[27-Feb-2025]
We are pleased to announce BigQuery Loader version 2.
What’s new?
Cloud support
The new loader can run on AWS or GCP, while the old loader only ran on GCP. In particular, this means BigQuery is now available as a destination in Snowplow BDP Cloud.
Lower infrastructure cost
The new loader uses the BigQuery Storage Write API instead of the older Streaming Inserts API. This makes it cheaper to run, because the Streaming Inserts API was not free ($0.01 per 200 MB, or roughly $1 per 4M events). You can verify how much you would save by looking at your BigQuery bill under “Streaming Inserts”.
For a high-level overview of the loading process, see Understanding the loading process in our documentation.
Better schema evolution
All Snowplow loaders automatically manage columns in the warehouse or lake to match your event schemas (data structures). When you create a new version of your schema, it’s often necessary to create a new column, so that the old and the new data formats can coexist.
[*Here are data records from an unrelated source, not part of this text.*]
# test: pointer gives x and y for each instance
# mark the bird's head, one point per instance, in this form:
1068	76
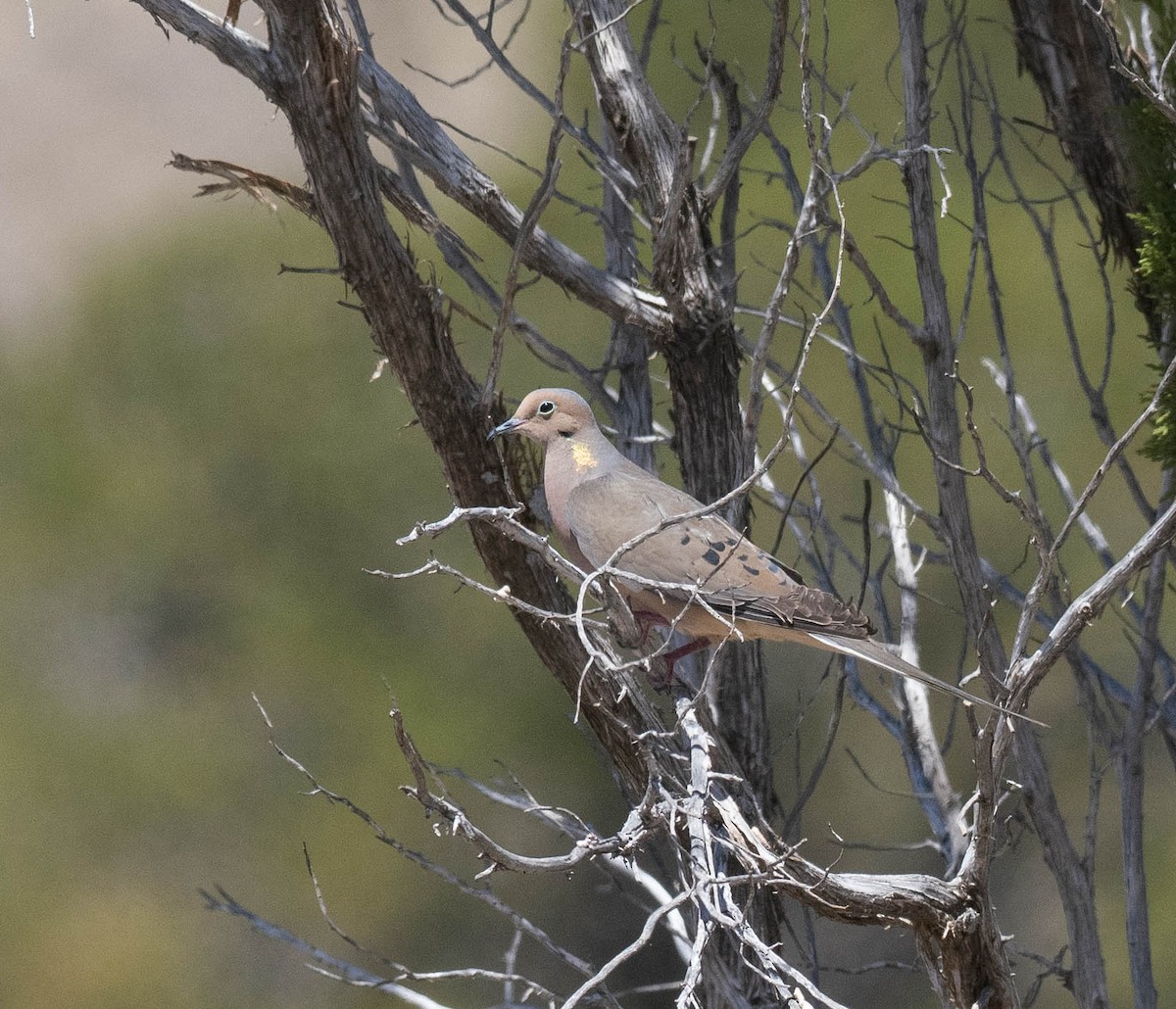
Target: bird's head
547	415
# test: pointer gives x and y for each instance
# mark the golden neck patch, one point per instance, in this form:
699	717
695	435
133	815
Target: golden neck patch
582	456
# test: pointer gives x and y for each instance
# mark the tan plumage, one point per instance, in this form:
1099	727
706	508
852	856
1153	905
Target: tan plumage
710	578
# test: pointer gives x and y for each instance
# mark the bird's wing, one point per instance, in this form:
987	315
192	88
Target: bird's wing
698	557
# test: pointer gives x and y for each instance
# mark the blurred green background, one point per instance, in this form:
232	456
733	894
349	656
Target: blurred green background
197	470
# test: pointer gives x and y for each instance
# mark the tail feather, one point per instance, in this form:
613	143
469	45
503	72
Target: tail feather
877	654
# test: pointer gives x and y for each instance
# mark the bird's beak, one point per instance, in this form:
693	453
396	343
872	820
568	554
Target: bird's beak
506	427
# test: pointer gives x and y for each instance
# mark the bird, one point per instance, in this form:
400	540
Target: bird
699	574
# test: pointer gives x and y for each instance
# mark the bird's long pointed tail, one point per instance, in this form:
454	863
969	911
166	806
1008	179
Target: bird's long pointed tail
877	654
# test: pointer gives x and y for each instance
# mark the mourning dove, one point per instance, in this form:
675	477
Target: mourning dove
710	581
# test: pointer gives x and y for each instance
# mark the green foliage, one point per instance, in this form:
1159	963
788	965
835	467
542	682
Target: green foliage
197	473
1153	147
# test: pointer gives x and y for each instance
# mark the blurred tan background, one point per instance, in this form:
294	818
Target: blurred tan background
197	469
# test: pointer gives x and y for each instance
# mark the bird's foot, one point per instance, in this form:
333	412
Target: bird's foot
663	679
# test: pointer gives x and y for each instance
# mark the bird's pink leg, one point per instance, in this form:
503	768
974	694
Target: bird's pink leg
647	621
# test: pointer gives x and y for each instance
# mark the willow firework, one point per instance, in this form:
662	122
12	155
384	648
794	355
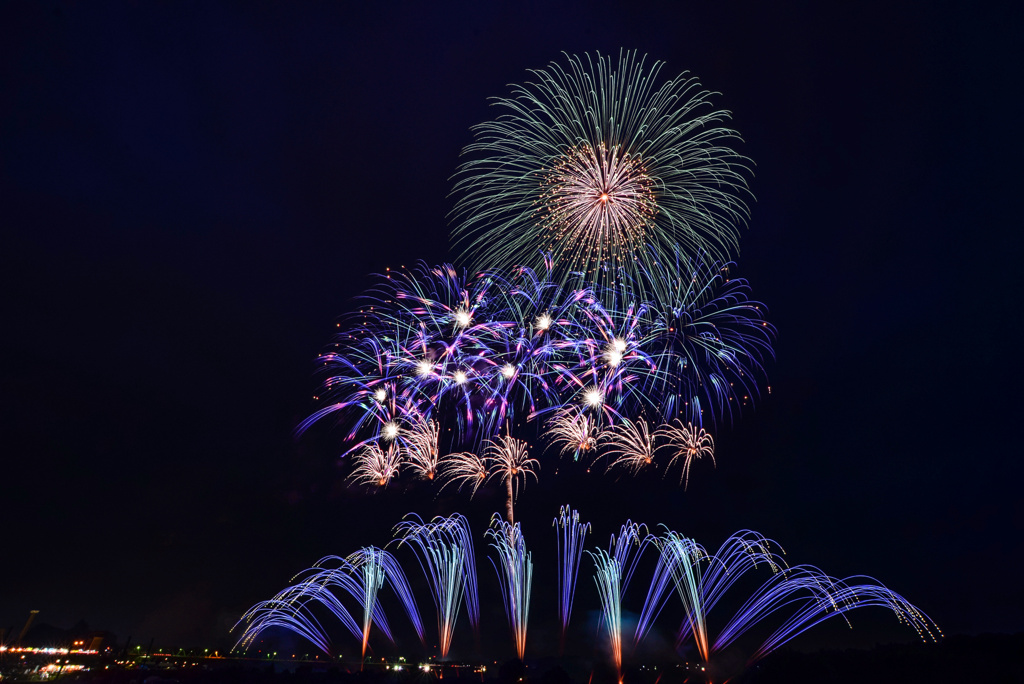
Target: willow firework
605	166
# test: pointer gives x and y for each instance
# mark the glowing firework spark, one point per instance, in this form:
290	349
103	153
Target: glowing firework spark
570	535
515	574
596	163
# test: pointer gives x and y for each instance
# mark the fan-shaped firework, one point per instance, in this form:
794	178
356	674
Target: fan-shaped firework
515	574
796	598
605	166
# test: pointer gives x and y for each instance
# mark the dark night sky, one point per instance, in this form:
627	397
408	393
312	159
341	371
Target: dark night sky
192	193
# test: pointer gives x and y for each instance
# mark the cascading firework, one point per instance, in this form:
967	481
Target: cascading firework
515	574
569	536
798	598
613	569
444	550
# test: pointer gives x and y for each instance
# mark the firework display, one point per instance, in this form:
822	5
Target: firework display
439	352
599	212
599	163
790	601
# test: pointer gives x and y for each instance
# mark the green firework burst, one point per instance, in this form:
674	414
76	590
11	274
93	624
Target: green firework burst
604	168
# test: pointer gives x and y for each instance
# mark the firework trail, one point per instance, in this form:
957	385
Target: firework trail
806	594
374	566
613	569
595	163
682	557
515	574
443	548
509	462
292	609
570	536
360	575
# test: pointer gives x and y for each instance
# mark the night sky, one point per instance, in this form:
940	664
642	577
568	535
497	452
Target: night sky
192	194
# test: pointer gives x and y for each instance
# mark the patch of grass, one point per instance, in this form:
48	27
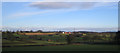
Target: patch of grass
82	47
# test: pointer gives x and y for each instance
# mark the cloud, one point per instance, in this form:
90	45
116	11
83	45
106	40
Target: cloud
61	0
68	5
20	14
62	5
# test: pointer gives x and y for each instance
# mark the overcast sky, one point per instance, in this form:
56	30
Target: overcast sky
99	16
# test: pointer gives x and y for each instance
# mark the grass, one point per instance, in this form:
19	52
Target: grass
81	47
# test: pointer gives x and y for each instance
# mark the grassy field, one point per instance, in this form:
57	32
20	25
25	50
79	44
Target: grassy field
81	47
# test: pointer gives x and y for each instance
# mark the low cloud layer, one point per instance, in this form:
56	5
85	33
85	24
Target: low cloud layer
68	5
63	5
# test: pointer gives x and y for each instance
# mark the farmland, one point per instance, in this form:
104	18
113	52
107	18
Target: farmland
59	42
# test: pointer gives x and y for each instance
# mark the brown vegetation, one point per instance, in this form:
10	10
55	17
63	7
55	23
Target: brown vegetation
36	33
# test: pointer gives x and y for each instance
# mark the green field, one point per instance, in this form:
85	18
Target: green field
81	47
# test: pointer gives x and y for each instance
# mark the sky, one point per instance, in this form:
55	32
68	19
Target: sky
67	16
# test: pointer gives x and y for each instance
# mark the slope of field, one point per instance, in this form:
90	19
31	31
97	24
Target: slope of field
81	47
36	33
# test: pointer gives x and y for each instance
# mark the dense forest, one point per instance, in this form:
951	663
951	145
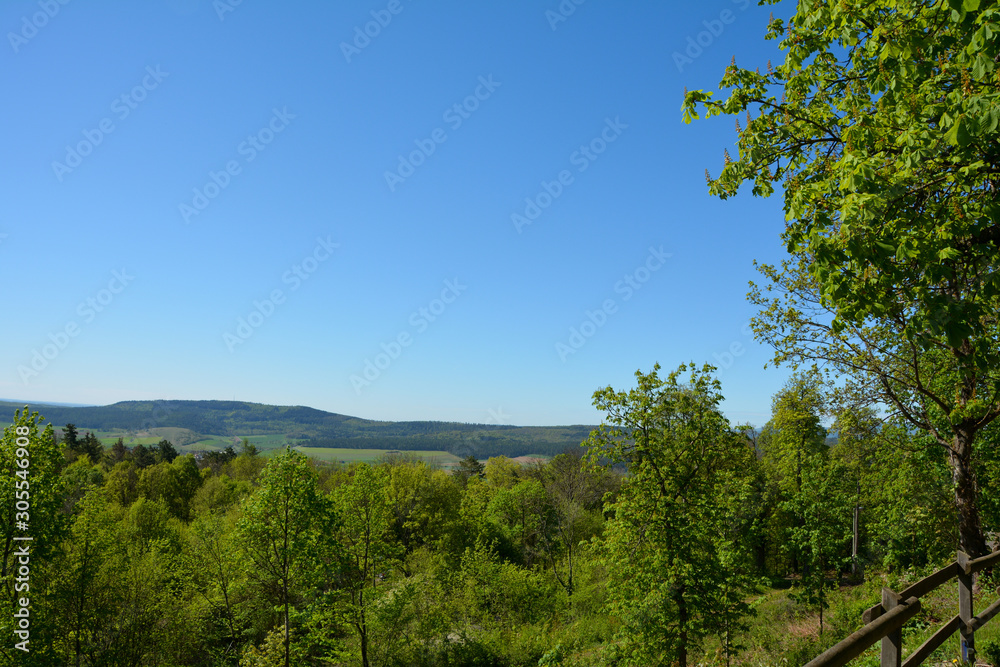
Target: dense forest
308	427
652	539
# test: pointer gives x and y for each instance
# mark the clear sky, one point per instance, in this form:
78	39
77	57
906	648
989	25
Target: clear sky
478	212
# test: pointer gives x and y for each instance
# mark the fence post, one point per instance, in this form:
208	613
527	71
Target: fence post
892	644
965	608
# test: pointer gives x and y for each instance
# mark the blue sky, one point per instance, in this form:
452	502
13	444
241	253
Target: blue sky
260	201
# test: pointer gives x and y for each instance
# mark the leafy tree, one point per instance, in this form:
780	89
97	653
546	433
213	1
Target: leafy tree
528	518
501	473
31	503
576	490
142	456
468	468
119	452
885	141
69	436
284	527
365	536
674	561
824	504
91	446
247	449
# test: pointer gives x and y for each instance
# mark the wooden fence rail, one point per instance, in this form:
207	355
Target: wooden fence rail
885	620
The new loader only creates new columns for each major schema version. The old loader would create a new column for each schema version. The new behavior keeps the atomic events table more compact and easier to query or write data models for. Plus, it reduces the changes of hitting the 10k column limit in BigQuery.
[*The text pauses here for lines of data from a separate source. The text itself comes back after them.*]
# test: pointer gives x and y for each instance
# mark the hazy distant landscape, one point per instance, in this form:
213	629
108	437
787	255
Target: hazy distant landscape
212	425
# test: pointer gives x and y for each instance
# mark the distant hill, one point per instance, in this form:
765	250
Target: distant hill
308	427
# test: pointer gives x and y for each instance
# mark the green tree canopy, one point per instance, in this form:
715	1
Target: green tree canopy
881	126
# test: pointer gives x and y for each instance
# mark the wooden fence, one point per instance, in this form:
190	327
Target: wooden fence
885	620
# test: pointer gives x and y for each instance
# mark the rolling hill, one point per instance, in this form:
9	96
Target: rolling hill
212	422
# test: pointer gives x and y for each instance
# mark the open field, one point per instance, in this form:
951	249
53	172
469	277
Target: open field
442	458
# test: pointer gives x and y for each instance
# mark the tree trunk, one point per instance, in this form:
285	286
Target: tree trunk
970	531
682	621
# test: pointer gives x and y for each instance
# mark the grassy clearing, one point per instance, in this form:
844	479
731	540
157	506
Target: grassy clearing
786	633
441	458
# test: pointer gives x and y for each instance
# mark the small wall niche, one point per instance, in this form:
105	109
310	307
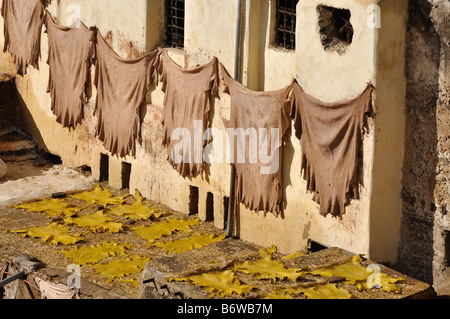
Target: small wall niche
336	31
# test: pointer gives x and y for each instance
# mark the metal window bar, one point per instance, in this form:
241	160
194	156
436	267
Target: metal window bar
286	17
175	10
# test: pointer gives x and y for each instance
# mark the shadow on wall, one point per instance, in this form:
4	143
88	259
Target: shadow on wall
421	157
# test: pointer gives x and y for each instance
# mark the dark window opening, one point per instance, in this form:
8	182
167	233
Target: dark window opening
447	249
104	168
226	203
286	21
193	200
175	23
336	31
210	207
126	175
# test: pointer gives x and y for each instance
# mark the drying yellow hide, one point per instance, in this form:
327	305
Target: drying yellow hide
94	254
51	207
328	291
165	228
223	284
357	275
121	267
190	243
136	211
99	196
97	223
269	269
53	234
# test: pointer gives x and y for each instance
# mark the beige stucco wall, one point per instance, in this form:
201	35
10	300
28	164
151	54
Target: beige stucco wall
370	225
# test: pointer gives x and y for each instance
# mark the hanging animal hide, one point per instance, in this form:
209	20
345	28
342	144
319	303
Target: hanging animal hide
69	59
259	184
331	136
122	86
22	29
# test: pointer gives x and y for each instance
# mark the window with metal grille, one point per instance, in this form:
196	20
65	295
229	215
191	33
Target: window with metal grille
175	23
286	17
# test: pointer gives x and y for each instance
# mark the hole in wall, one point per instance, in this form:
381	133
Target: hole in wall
104	168
51	158
85	170
193	200
126	174
336	31
210	207
314	246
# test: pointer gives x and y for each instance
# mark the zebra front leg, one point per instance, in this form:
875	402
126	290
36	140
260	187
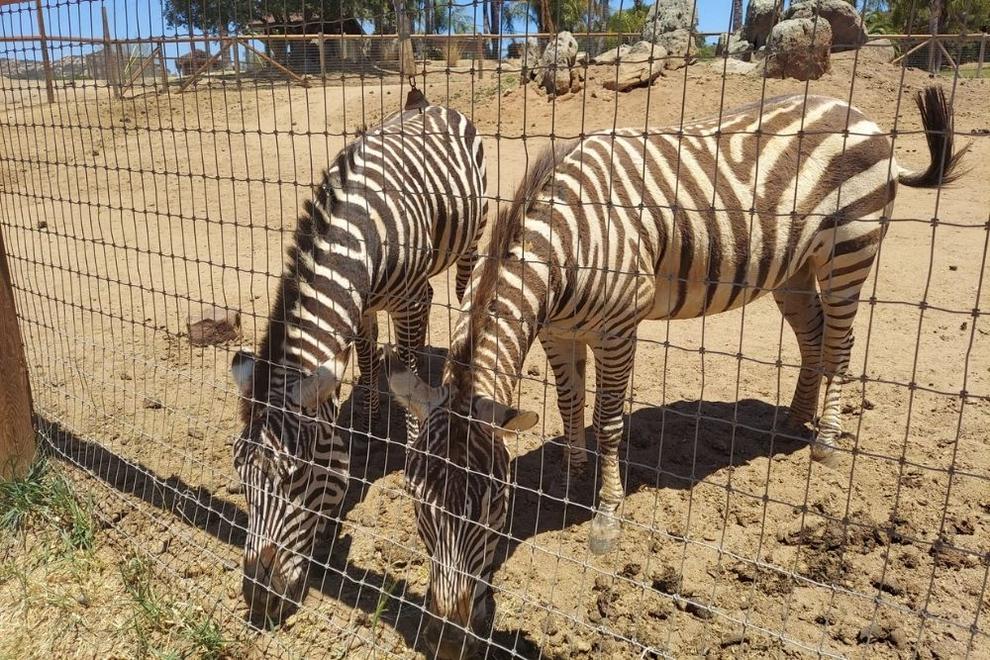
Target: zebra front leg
613	366
465	265
366	396
568	359
412	320
800	305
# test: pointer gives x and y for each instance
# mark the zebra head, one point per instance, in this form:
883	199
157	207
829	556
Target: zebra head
457	471
294	471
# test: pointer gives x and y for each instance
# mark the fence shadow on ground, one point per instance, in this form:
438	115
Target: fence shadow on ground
659	452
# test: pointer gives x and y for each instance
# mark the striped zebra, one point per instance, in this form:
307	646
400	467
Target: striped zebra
398	206
618	228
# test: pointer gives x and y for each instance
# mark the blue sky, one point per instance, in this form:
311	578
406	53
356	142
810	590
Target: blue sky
143	18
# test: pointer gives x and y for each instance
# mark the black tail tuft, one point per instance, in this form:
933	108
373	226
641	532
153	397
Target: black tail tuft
936	118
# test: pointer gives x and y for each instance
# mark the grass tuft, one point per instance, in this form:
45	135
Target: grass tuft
43	499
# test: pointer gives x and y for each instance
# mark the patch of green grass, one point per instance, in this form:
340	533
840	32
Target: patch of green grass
44	499
164	628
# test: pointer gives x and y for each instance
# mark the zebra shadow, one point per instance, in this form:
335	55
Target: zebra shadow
670	447
380	598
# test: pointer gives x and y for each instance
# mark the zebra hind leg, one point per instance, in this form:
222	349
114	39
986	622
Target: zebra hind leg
369	355
568	359
412	321
840	280
613	366
801	307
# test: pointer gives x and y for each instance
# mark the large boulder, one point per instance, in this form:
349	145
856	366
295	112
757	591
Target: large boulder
848	32
639	67
799	48
530	54
681	47
558	64
669	15
761	16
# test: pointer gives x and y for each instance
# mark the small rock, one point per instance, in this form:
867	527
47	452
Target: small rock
890	584
872	633
898	638
734	639
692	607
666	580
211	325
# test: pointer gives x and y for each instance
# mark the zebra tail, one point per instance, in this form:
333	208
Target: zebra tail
936	118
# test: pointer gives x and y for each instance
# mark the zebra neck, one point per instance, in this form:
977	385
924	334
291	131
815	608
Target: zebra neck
506	331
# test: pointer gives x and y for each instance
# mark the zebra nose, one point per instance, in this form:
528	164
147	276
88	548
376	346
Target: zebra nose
448	641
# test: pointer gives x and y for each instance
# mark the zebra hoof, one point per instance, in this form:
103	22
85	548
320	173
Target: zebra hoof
823	450
605	533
Note that to ease migration, the loader can be used in a compatibility mode which mimics the previous behavior for all schemas or a subset of schemas. The migration guide explains how this mode works and potential challenges with switching to the new format.
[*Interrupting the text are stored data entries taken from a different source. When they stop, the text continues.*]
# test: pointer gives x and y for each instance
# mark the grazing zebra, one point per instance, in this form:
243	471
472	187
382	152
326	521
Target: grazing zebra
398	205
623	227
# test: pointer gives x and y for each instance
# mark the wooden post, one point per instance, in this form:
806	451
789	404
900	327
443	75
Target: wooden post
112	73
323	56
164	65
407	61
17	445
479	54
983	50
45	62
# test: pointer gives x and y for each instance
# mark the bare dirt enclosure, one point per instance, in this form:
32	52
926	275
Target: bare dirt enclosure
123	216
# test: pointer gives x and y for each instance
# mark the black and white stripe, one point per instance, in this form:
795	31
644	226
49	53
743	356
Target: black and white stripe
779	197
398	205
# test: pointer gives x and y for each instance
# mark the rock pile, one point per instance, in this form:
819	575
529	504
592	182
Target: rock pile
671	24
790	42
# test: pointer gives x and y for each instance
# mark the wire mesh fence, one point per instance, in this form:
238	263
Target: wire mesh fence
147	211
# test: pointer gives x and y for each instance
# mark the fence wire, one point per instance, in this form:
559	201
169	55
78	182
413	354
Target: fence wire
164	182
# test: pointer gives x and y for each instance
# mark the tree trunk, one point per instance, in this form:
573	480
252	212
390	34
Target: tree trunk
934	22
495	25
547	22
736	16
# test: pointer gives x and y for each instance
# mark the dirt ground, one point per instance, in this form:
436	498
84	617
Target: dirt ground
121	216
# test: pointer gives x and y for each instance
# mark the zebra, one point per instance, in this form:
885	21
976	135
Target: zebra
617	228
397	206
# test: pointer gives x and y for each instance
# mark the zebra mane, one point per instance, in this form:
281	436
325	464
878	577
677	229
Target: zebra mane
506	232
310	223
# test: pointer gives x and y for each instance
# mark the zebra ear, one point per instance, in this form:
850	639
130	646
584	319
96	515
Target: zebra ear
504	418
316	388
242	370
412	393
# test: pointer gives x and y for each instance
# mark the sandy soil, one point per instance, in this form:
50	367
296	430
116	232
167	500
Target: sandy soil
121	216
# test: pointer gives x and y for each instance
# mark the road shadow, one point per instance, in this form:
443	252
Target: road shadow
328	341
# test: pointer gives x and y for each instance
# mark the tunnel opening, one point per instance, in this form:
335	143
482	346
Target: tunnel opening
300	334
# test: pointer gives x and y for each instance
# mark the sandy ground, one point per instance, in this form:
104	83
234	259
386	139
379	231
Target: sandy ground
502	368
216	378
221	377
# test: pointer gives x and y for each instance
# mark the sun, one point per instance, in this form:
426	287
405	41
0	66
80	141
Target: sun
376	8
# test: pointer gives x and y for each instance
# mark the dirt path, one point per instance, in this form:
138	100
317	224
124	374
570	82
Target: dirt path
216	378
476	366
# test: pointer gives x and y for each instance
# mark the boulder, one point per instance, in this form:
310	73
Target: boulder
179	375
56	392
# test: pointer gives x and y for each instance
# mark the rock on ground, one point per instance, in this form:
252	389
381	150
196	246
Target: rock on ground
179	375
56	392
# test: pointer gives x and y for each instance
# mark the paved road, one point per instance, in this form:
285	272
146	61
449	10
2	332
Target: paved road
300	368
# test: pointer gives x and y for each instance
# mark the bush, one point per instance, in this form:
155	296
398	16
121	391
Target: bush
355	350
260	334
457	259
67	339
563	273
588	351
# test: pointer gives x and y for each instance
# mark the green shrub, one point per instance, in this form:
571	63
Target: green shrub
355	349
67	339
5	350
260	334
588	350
For more details on the mapping between Snowplow data and BigQuery tables, see How schema definitions translate to the warehouse in our documentation.
Support in Snowplow BDP
Current BigQuery users
All Snowplow BDP customers currently running BigQuery Loader version 1 will be automatically migrated to version 2 in the following weeks. We will post a separate maintenance notification with more details. (Make sure to click “Follow” on that page.) Note that the loader will be deployed in full compatibility mode, so nothing about your data in BigQuery will change.
New deployments
If you are a Snowplow BDP customer not using the old BigQuery loader but would like to set up the new one, you can now do so using a self-served flow. Head to Destinations and select “BigQuery (Loader v2)” in the “Available” tab. You will need to provide authentication details, as well as a BigQuery dataset (in your own GCP project, rather than the Snowplow project).
Failed events in BigQuery
Finally, you can set up the new loader as a destination for your failed events. See our previous announcement for more details. You do not need to wait for your primary BigQuery loader to be migrated to version 2. Note that the failed events will need to be loaded to a different BigQuery dataset.